These are harmless. They are not errors, just opportunities for
optimization of the extent tree e2fsck can make.

> So I tried:
> 
> root@e1-ext4-2k /var/lib/xfstests # fsck /dev/loop5 -y 2>&1 > log
> e2fsck 1.47.2 (1-Jan-2025)
> root@e1-ext4-2k /var/lib/xfstests # wc -l log
> 16411 log

Can you share the log please?

> root@e1-ext4-2k /var/lib/xfstests # tail log
> 
> Free blocks count wrong for group #609 (62, counted=63).
> Fix? yes
> 
> Free blocks count wrong (12289, counted=12293).
> Fix? yes

These could potentially indicate some interesting issues but it depends on
what the above e2fsck messages are...

								Honza
Davidlohr Bueso April 15, 2025, 6:14 p.m.
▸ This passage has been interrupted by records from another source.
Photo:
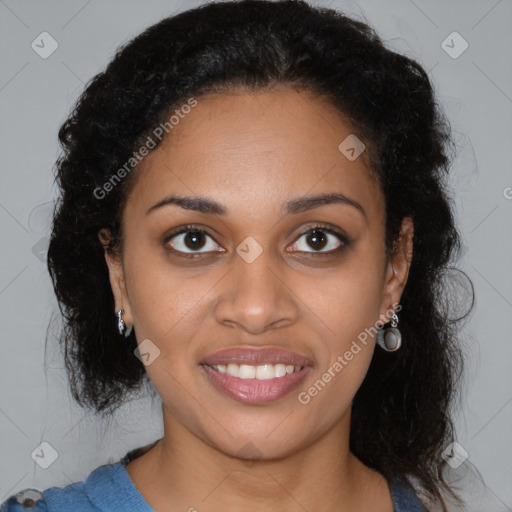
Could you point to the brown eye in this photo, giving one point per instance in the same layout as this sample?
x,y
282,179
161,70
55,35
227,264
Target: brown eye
x,y
319,238
190,240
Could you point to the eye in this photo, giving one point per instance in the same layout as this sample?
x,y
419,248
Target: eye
x,y
318,238
193,238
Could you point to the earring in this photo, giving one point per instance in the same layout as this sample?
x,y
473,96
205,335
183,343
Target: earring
x,y
121,326
390,339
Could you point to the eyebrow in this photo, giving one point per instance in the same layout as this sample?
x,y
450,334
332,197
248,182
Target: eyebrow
x,y
294,206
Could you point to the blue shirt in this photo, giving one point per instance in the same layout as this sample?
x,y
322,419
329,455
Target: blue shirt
x,y
109,488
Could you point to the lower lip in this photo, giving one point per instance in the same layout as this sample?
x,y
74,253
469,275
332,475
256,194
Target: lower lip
x,y
255,391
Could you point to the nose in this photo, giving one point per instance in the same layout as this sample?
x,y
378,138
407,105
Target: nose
x,y
256,296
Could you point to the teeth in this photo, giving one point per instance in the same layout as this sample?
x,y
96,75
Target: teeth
x,y
261,372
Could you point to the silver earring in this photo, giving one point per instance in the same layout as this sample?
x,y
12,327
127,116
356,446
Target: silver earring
x,y
390,339
121,326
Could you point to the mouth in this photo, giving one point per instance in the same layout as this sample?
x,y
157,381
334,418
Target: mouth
x,y
255,376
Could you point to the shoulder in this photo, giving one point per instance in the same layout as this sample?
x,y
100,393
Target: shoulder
x,y
404,497
80,496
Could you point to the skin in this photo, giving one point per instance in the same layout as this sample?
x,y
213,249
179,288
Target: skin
x,y
252,152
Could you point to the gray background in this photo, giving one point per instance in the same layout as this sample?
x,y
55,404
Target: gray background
x,y
36,95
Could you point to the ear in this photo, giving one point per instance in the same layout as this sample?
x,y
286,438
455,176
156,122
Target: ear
x,y
397,271
116,277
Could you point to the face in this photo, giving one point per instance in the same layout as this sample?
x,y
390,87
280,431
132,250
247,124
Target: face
x,y
257,275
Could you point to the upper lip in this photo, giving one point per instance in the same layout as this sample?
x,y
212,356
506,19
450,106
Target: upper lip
x,y
256,356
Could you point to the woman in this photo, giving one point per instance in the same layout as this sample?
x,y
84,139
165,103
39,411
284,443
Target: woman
x,y
253,220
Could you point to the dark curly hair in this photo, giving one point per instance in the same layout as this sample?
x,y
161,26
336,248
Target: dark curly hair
x,y
402,413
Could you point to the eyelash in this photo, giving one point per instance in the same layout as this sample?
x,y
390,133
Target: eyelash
x,y
194,228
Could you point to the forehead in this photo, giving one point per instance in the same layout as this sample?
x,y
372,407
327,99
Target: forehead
x,y
249,150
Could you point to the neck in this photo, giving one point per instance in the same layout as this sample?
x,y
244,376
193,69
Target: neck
x,y
187,472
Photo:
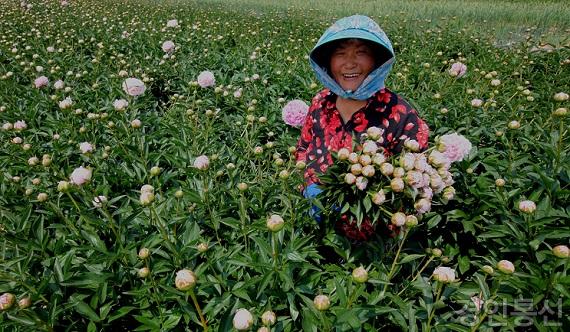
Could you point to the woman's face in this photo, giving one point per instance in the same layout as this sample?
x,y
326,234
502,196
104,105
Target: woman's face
x,y
351,62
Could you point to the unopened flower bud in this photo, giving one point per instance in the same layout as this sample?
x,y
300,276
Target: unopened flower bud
x,y
360,275
506,267
185,280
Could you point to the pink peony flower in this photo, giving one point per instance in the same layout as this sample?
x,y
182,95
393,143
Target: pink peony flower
x,y
294,113
40,82
458,70
202,162
527,206
455,147
172,23
133,87
86,147
80,175
206,79
20,125
168,46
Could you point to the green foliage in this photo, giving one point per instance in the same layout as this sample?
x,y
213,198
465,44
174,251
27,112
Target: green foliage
x,y
78,261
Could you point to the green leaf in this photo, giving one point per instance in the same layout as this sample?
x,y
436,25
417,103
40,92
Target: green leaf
x,y
84,309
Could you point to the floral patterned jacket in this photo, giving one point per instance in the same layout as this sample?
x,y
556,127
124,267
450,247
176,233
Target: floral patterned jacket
x,y
324,130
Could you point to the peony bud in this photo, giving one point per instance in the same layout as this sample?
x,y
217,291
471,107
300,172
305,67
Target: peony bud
x,y
527,206
379,197
360,275
398,219
154,171
268,318
322,302
7,301
488,269
202,247
143,272
343,154
506,267
561,96
24,303
275,223
242,186
561,251
444,274
411,221
397,184
144,253
243,320
185,280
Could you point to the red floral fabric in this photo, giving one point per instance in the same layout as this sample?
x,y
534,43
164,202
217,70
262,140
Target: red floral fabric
x,y
324,131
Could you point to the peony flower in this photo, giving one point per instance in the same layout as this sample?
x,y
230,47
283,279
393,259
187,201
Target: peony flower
x,y
143,272
322,302
146,198
453,146
275,223
243,320
422,206
202,162
478,302
268,318
20,125
58,85
40,82
398,219
98,201
458,70
120,104
294,113
66,103
561,96
206,79
506,266
185,280
24,303
86,147
144,253
374,133
360,275
133,86
80,176
561,251
527,206
369,147
379,197
168,46
172,23
397,185
7,301
444,274
361,182
476,103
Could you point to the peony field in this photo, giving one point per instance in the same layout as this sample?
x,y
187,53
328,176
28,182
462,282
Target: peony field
x,y
149,179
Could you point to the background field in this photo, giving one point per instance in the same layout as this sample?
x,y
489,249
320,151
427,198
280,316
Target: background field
x,y
75,264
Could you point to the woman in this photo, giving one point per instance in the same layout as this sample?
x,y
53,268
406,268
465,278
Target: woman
x,y
352,59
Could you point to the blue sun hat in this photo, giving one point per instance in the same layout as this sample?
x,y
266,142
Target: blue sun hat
x,y
361,27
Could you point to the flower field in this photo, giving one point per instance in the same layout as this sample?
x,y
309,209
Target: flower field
x,y
149,182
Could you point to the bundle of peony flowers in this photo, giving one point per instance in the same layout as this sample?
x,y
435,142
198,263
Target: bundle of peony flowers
x,y
294,112
367,186
206,79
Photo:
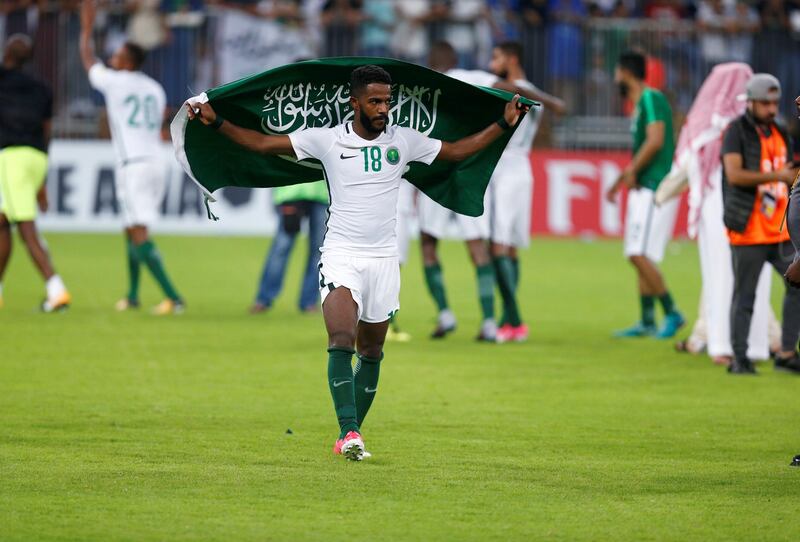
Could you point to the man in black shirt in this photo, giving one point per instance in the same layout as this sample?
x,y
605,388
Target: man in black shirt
x,y
25,111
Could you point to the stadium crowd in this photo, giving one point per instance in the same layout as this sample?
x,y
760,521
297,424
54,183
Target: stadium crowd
x,y
570,45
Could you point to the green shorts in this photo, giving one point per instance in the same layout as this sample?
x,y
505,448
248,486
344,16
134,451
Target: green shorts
x,y
22,172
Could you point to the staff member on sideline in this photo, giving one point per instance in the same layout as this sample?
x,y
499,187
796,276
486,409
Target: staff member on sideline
x,y
757,171
26,107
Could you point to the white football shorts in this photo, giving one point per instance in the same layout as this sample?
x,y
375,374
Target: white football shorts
x,y
374,283
648,227
511,190
435,220
141,186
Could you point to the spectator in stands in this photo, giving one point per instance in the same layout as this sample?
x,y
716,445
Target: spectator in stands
x,y
184,20
340,20
146,25
466,28
410,38
379,18
294,204
534,15
505,20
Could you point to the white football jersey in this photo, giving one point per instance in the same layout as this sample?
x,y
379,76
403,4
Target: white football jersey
x,y
473,77
522,140
135,104
363,179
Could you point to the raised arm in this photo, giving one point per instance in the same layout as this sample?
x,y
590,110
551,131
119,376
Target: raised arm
x,y
466,147
88,11
249,139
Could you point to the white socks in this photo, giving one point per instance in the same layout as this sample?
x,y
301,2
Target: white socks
x,y
55,287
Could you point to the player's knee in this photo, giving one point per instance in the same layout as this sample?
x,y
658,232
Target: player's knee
x,y
341,339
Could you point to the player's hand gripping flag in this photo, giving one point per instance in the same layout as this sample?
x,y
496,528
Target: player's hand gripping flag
x,y
315,93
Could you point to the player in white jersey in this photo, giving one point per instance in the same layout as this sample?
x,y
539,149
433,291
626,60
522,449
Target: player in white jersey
x,y
363,161
434,220
511,191
136,106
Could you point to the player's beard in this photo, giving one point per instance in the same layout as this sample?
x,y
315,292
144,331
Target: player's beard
x,y
366,122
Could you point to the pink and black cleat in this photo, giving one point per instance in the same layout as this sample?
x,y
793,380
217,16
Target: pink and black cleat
x,y
351,447
509,333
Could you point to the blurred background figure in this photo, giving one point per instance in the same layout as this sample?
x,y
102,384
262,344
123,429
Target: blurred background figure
x,y
698,165
294,205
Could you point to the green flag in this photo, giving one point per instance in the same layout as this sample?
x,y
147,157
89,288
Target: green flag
x,y
316,93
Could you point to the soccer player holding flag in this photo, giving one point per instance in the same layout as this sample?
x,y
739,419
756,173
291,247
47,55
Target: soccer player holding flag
x,y
363,161
648,228
136,104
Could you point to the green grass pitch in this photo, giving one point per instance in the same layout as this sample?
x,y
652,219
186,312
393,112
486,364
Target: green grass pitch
x,y
128,427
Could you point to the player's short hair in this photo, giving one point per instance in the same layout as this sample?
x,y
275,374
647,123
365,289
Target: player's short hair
x,y
443,55
135,54
511,48
634,62
366,75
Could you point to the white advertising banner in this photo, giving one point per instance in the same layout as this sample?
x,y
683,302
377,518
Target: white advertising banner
x,y
82,196
247,44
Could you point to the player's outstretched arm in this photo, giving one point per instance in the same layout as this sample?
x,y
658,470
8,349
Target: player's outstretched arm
x,y
88,11
249,139
466,147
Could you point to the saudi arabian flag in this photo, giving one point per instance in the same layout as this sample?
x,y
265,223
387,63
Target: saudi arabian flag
x,y
316,93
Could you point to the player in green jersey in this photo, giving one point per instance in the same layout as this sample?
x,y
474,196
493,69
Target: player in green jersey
x,y
648,228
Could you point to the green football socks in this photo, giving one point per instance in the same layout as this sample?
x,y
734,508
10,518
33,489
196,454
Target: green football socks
x,y
435,283
648,310
667,303
340,381
133,273
485,275
504,267
148,254
366,383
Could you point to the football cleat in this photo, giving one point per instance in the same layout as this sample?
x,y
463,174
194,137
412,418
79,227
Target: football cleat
x,y
57,304
351,447
445,324
509,333
169,306
126,304
638,329
672,323
397,336
337,449
741,367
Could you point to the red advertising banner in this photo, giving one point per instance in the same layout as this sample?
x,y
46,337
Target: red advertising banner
x,y
569,194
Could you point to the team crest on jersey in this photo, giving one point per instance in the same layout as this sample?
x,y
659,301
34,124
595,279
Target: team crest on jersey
x,y
297,106
392,155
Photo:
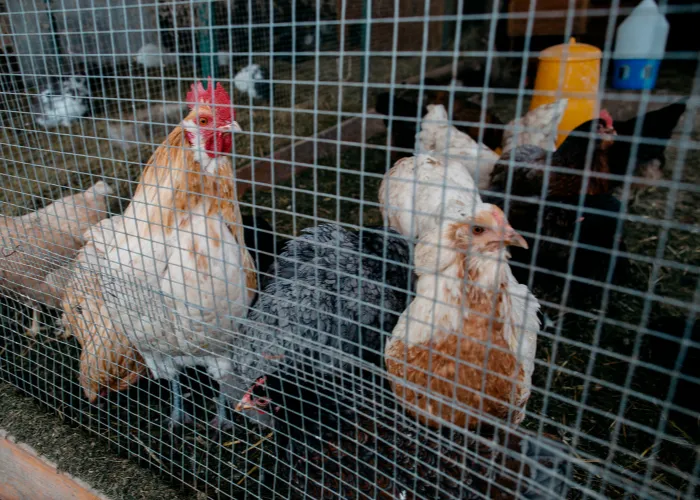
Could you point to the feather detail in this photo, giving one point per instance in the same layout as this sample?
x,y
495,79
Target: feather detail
x,y
466,344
UTC | #14
On Tue, 15 Apr 2025, Jan Kara wrote:

>On Mon 14-04-25 18:36:41, Davidlohr Bueso wrote:
>> On Wed, 09 Apr 2025, Luis Chamberlain wrote:
>>
>> > corruption can still happen even with the spin lock held. A test was
>> > done using vanilla Linux and adding a udelay(2000) right before we
>> > spin_lock(&bd_mapping->i_private_lock) on __find_get_block_slow() and
>> > we can reproduce the same exact filesystem corruption issues as observed
>> > without the spinlock with generic/750 [1].
>>
>> fyi I was actually able to trigger this on a vanilla 6.15-rc1 kernel,
>> not even having to add the artificial delay.
>
>OK, so this is using generic/750, isn't it? How long did you have to run it
>to trigger this? Because I've never seen this tripping...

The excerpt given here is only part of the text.